The Company accounts for uncertain tax position in accordance with Account Standards Codification, or ASC, 740‑10, Accounting for Uncertainty in Income Taxes. The Company assesses all material positions taken in any income tax return, including all significant uncertain positions, in all tax years that are still subject to assessment or challenge by relevant taxing authorities. Assessing an uncertain tax position begins with the initial determination of the position’s sustainability and is measured at the largest amount of benefit that is greater than fifty percent likely of being realized upon ultimate settlement.

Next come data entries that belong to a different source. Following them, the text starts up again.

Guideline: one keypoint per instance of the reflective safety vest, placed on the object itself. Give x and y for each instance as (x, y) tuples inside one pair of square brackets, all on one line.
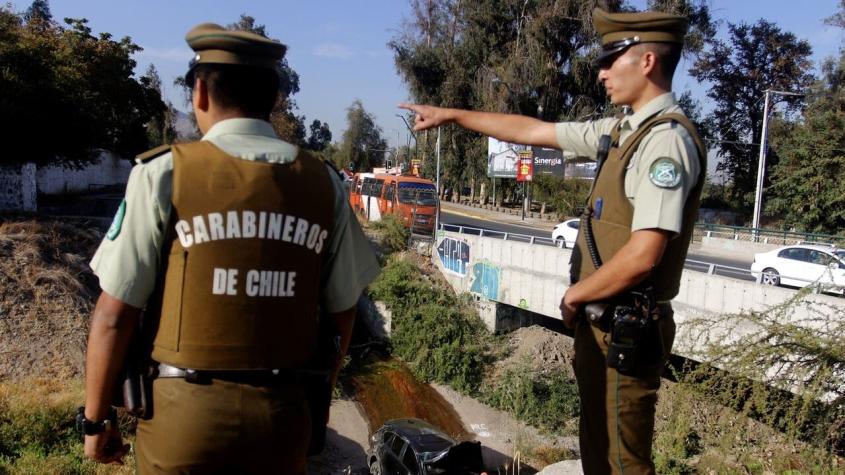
[(242, 261), (613, 228)]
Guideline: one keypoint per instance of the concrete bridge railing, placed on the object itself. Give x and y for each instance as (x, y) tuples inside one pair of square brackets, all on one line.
[(534, 277)]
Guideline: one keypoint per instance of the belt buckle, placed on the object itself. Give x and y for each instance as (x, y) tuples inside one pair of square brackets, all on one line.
[(192, 375)]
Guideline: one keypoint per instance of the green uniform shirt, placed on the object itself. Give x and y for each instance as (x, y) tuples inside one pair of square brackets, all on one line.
[(655, 207), (127, 261)]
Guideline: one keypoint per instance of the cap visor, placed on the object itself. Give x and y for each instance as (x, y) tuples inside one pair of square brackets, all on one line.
[(607, 56)]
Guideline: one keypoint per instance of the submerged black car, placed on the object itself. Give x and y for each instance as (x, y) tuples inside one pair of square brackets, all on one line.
[(415, 447)]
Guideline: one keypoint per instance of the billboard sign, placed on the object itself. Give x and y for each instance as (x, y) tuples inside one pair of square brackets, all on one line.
[(548, 161), (503, 158), (526, 166)]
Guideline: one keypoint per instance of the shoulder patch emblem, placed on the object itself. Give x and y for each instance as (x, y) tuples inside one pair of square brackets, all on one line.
[(665, 173), (117, 222)]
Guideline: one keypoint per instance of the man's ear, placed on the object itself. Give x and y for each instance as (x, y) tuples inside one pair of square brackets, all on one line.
[(648, 62), (200, 95)]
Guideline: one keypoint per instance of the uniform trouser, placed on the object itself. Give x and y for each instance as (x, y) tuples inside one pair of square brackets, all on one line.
[(224, 427), (617, 411)]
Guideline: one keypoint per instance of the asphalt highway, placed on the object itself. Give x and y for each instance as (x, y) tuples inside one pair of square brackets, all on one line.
[(724, 266)]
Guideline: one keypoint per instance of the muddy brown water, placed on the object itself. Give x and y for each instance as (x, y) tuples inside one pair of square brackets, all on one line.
[(388, 390)]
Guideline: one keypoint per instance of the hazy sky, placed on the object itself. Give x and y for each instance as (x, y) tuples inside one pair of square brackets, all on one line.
[(339, 48)]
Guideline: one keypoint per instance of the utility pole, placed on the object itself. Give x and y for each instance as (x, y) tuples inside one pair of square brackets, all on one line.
[(761, 162), (437, 185)]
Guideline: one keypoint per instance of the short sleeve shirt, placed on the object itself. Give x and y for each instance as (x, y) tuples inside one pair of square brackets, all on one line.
[(127, 261), (655, 207)]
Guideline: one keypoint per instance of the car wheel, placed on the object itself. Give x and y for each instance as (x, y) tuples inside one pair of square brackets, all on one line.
[(770, 277)]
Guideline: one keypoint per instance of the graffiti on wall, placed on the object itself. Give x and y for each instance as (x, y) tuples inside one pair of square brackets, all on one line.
[(454, 255), (485, 280)]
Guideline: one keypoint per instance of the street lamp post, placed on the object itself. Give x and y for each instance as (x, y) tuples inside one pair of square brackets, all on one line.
[(761, 162)]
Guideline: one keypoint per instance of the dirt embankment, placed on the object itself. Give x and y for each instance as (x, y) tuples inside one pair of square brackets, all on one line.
[(47, 292)]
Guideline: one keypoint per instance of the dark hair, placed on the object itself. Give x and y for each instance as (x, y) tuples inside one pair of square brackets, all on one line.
[(668, 54), (250, 90)]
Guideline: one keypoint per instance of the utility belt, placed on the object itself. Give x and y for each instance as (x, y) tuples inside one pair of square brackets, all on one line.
[(261, 377), (633, 324), (135, 394)]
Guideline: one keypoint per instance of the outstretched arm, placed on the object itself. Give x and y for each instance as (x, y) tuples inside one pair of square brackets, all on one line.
[(506, 127)]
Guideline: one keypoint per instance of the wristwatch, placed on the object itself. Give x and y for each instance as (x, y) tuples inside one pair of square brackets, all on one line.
[(87, 427)]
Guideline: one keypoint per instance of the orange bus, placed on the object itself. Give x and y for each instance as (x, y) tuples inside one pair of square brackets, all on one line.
[(413, 200)]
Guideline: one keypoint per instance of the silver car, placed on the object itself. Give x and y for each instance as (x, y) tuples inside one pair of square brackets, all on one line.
[(802, 265)]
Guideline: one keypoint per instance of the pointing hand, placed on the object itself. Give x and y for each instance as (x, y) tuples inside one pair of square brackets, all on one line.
[(426, 116)]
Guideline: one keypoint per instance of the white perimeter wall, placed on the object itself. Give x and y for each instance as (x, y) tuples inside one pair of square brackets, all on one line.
[(108, 170)]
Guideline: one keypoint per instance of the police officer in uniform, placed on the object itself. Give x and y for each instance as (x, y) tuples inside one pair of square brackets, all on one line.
[(246, 236), (641, 212)]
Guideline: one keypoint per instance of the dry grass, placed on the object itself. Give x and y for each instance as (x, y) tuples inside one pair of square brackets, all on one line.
[(47, 292)]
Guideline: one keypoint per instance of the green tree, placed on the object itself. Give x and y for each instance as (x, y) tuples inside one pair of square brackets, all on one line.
[(753, 59), (362, 144), (67, 93), (526, 57), (160, 130), (286, 123), (812, 155)]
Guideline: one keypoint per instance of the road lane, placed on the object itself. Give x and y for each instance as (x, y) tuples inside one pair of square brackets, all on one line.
[(727, 267)]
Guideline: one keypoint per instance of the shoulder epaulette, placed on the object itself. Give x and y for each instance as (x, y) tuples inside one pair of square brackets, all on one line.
[(152, 153)]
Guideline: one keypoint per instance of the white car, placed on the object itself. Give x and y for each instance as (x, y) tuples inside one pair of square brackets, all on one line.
[(802, 265), (565, 233)]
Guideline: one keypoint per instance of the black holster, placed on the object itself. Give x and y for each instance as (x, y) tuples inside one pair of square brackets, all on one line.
[(631, 320), (134, 391)]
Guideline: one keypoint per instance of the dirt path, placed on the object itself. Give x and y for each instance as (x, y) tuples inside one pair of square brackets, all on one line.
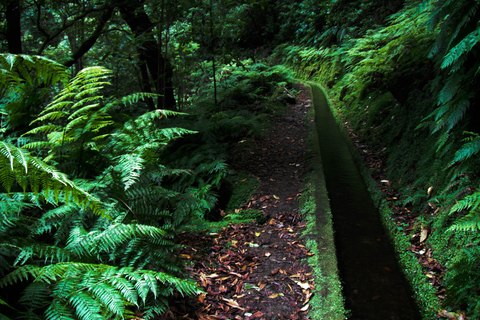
[(258, 271)]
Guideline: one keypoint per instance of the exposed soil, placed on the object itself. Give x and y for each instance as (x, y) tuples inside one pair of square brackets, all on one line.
[(257, 271)]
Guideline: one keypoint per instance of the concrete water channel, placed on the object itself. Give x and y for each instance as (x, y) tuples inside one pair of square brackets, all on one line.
[(373, 285)]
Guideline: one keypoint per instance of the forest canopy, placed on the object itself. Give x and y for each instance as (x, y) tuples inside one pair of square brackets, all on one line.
[(117, 115)]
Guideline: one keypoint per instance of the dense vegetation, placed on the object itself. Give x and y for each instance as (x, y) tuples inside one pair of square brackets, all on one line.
[(116, 117)]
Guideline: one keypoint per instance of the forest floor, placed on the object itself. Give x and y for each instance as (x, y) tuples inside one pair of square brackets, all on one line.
[(253, 271), (259, 271)]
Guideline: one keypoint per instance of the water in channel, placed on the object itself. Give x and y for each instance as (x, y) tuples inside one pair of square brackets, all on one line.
[(373, 285)]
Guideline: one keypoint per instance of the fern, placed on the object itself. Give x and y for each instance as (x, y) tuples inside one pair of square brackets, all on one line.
[(17, 165), (462, 281), (93, 291)]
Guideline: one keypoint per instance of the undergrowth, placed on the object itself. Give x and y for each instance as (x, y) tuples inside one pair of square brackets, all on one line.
[(408, 91)]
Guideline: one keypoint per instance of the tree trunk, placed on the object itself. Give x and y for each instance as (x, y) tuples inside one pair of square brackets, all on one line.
[(14, 35), (160, 71)]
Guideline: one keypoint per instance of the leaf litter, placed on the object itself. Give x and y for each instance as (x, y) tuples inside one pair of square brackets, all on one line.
[(252, 271)]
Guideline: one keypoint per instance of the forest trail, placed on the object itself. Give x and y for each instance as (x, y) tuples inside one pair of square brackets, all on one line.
[(258, 271)]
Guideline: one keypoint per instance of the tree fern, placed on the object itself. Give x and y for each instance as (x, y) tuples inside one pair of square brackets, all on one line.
[(17, 165), (93, 291), (462, 281)]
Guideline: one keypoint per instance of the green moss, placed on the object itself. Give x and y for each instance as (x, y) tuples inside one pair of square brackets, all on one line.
[(328, 302), (243, 184)]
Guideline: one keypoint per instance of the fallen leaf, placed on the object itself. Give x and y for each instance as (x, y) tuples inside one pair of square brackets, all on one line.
[(258, 314), (303, 285), (423, 234), (305, 308), (233, 303)]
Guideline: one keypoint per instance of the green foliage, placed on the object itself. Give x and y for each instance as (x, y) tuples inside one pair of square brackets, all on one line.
[(462, 281), (24, 80), (100, 237), (94, 291)]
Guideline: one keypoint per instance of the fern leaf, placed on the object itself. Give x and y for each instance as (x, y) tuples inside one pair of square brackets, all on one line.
[(468, 150), (59, 311)]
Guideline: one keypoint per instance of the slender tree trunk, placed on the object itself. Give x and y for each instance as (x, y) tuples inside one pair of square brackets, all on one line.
[(160, 71), (213, 56), (14, 35)]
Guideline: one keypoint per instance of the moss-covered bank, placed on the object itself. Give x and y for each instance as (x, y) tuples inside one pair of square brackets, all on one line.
[(327, 303), (380, 88)]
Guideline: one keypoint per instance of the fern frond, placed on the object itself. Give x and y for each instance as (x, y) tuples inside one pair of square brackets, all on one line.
[(468, 150)]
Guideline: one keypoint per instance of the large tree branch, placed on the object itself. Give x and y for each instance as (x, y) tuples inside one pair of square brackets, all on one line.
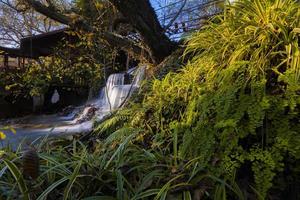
[(112, 39)]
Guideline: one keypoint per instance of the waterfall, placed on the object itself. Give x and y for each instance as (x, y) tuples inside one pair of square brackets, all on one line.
[(115, 93), (80, 120)]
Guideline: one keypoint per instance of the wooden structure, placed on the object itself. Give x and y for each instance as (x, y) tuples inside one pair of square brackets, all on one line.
[(31, 47)]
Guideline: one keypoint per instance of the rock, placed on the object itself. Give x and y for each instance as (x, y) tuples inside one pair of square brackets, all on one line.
[(87, 114)]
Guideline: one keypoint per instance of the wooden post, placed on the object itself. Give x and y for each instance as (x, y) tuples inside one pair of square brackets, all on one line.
[(19, 63), (6, 61)]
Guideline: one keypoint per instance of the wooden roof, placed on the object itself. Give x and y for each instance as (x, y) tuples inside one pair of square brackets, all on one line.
[(37, 45)]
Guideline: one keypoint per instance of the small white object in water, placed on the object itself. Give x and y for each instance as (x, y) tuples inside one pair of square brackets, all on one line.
[(55, 97)]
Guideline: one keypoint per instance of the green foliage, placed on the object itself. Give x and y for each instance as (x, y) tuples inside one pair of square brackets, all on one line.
[(224, 126)]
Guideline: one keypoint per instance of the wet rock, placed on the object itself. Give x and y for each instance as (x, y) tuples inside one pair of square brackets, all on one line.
[(87, 114), (66, 111)]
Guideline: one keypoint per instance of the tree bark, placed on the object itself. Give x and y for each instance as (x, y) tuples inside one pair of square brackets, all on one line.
[(142, 17), (111, 38)]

As of each balance sheet date, unresolved uncertain tax positions must be reassessed, and the Company will determine whether (i) the factors underlying the sustainability assertion have changed and (ii) the amount of the recognized tax benefit is still appropriate. The recognition and measurement of tax benefits requires significant judgment. Judgments concerning the recognition and measurement of tax benefit might change as new information becomes available.

(p)

Research and Development Expenditures

Research and development costs are charged to operating expenses as incurred. Research and development, or R&D, primarily consist of clinical expenses, regulatory expenses, product development, consulting services, outside research activities, quality control and other costs associated with the development of the Company’s products and compliance with Good Clinical Practices, or GCP, requirements. R&D expenses also include related personnel and consultant compensation and stock-based compensation expense.

(q)

Advertising

Expenses related to advertising are charged to sales and marketing expense as incurred. Advertising costs were $6.1 million, $1.3 million and $1.8 million for the years ended December 31, 2019, 2018 and 2017, respectively.

(r)

Stock‑Based Compensation

The Company applies the fair value provisions of ASC 718, Compensation — Stock Compensation, or ASC 718. ASC 718 requires the recognition of compensation expense, using a fair‑value based method, for costs related to all employee share‑based payments, including stock options, restricted stock units, and the employee stock purchase plan. In the absence of an observable market price for an award, ASC 718 requires companies to estimate the fair value of share‑based payment awards on the date of grant using an option‑pricing model. We estimate the fair value of our stock‑based awards to employees and directors using the Black‑Scholes option pricing model. The grant date fair value of a stock‑based award is recognized as an expense over the requisite service period of the award on a straight‑line basis. In addition, we use the Monte-Carlo simulation option-pricing model to determine the fair value of market-based awards. The Monte-Carlo simulation option-pricing model uses the same input assumptions as the Black-Scholes model; however, it also further incorporates into the fair-value determination the possibility that the market condition may not be satisfied. Compensation costs related to these awards are recognized regardless of whether the market condition is satisfied, provided that the requisite service has been provided.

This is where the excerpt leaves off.